Condivi and Vasari differ considerably in their accounts of
Michelangelo's departure from Ghirlandajo's workshop. The former
writes as follows: "So then the boy, now drawing one thing and now
another, without fixed place or steady line of study, happened one day
to be taken by Granacci into the garden of the Medici at San Marco,
which garden the magnificent Lorenzo, father of Pope Leo, and a man of
the first intellectual distinction, had adorned with antique statues
and other reliques of plastic art.
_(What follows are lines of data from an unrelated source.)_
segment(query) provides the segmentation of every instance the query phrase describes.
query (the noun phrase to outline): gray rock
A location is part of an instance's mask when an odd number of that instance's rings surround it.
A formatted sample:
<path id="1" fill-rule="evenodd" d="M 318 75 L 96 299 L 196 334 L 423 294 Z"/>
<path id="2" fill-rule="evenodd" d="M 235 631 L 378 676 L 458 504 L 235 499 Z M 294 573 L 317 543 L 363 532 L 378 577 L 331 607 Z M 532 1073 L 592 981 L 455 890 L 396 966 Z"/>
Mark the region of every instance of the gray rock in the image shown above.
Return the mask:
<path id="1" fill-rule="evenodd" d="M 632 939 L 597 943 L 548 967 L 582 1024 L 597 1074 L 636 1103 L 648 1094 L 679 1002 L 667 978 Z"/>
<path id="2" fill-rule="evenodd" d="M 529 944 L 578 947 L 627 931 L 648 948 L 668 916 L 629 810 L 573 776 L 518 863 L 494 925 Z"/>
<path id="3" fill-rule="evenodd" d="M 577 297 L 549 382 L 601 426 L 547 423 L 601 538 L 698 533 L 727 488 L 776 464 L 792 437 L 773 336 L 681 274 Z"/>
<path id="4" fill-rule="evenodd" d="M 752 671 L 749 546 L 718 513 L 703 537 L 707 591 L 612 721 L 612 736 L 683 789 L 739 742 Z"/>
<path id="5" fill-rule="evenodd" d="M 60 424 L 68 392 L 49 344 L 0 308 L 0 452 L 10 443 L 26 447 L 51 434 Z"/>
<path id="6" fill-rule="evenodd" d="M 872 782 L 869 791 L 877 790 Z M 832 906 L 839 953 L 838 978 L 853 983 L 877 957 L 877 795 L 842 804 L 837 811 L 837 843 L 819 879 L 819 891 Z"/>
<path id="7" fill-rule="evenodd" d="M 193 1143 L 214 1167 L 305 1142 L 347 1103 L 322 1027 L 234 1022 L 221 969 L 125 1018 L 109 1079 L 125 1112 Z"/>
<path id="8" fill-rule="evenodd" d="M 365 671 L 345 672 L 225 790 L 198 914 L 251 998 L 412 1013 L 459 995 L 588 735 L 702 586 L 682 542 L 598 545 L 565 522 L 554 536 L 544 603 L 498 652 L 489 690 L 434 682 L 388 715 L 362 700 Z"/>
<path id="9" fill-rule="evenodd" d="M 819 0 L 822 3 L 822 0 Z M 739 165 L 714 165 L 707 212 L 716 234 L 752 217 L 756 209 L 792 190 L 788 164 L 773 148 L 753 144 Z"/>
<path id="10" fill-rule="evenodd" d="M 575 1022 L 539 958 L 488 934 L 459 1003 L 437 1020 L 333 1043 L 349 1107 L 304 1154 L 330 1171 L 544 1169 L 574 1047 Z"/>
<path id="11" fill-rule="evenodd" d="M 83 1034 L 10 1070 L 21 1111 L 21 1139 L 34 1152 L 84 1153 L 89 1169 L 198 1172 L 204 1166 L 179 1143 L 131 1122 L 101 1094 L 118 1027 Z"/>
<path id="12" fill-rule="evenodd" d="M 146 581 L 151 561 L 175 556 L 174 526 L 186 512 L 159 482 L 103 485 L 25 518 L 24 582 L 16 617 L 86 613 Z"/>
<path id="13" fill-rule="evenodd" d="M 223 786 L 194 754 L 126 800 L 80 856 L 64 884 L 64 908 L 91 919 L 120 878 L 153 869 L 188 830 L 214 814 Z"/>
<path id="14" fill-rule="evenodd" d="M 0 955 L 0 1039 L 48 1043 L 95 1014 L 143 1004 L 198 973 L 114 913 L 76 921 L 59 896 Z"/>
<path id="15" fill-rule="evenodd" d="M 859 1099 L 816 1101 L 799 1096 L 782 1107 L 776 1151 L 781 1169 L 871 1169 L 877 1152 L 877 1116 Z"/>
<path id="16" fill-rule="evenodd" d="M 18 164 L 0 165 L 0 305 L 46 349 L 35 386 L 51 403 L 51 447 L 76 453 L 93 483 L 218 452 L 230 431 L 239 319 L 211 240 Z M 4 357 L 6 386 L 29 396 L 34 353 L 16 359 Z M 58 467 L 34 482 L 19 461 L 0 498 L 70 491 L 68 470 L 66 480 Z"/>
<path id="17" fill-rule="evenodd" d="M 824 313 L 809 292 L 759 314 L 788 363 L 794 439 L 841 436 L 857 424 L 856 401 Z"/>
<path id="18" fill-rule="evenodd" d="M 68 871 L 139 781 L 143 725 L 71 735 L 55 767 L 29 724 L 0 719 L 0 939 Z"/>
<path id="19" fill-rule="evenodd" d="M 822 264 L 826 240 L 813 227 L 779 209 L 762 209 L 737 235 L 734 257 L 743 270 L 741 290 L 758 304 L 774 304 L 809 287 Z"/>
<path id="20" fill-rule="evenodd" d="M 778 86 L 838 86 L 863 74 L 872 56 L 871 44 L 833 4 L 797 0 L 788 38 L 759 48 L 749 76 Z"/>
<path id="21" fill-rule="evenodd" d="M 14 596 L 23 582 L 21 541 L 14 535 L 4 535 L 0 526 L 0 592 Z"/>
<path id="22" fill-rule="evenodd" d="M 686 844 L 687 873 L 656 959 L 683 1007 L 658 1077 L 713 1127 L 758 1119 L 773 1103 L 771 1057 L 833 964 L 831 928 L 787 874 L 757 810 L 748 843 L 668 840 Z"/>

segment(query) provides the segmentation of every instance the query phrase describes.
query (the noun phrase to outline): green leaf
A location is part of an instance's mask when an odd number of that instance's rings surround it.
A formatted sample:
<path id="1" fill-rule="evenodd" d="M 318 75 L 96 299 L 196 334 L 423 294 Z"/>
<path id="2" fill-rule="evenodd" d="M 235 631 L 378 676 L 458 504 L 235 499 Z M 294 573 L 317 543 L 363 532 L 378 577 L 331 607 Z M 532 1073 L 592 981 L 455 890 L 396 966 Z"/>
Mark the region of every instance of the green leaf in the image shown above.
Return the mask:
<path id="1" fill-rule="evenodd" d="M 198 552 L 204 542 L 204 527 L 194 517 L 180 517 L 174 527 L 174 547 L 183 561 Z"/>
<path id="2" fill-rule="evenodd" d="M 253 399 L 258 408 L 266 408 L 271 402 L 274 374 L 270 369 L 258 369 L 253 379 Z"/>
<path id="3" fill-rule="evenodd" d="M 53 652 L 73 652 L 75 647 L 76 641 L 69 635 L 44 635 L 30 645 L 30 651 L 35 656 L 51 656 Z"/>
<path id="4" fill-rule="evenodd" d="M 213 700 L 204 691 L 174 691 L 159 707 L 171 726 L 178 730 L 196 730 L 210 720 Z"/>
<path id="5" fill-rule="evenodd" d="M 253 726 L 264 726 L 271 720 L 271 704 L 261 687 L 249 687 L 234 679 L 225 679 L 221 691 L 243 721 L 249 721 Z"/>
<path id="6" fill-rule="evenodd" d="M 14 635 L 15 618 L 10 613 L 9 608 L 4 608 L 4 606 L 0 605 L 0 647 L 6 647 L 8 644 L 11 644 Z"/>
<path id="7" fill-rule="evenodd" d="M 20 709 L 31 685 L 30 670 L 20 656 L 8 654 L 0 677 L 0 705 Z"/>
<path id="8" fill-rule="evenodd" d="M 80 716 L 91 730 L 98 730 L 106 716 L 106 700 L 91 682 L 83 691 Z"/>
When Michelangelo saw these things
and felt their beauty, he no longer frequented Domenico's shop, nor
did he go elsewhere, but, judging the Medicean gardens to be the best
school, spent all his time and faculties in working there." Vasari
reports that it was Lorenzo's wish to raise the art of sculpture in
Florence to the same level as that of painting; and for this reason he
placed Bertoldo, a pupil and follower of Donatello, over his
collections, with a special commission to aid and instruct the young
men who used them. With the same intention of forming an academy or
school of art, Lorenzo went to Ghirlandajo, and begged him to select
from his pupils those whom he considered the most promising.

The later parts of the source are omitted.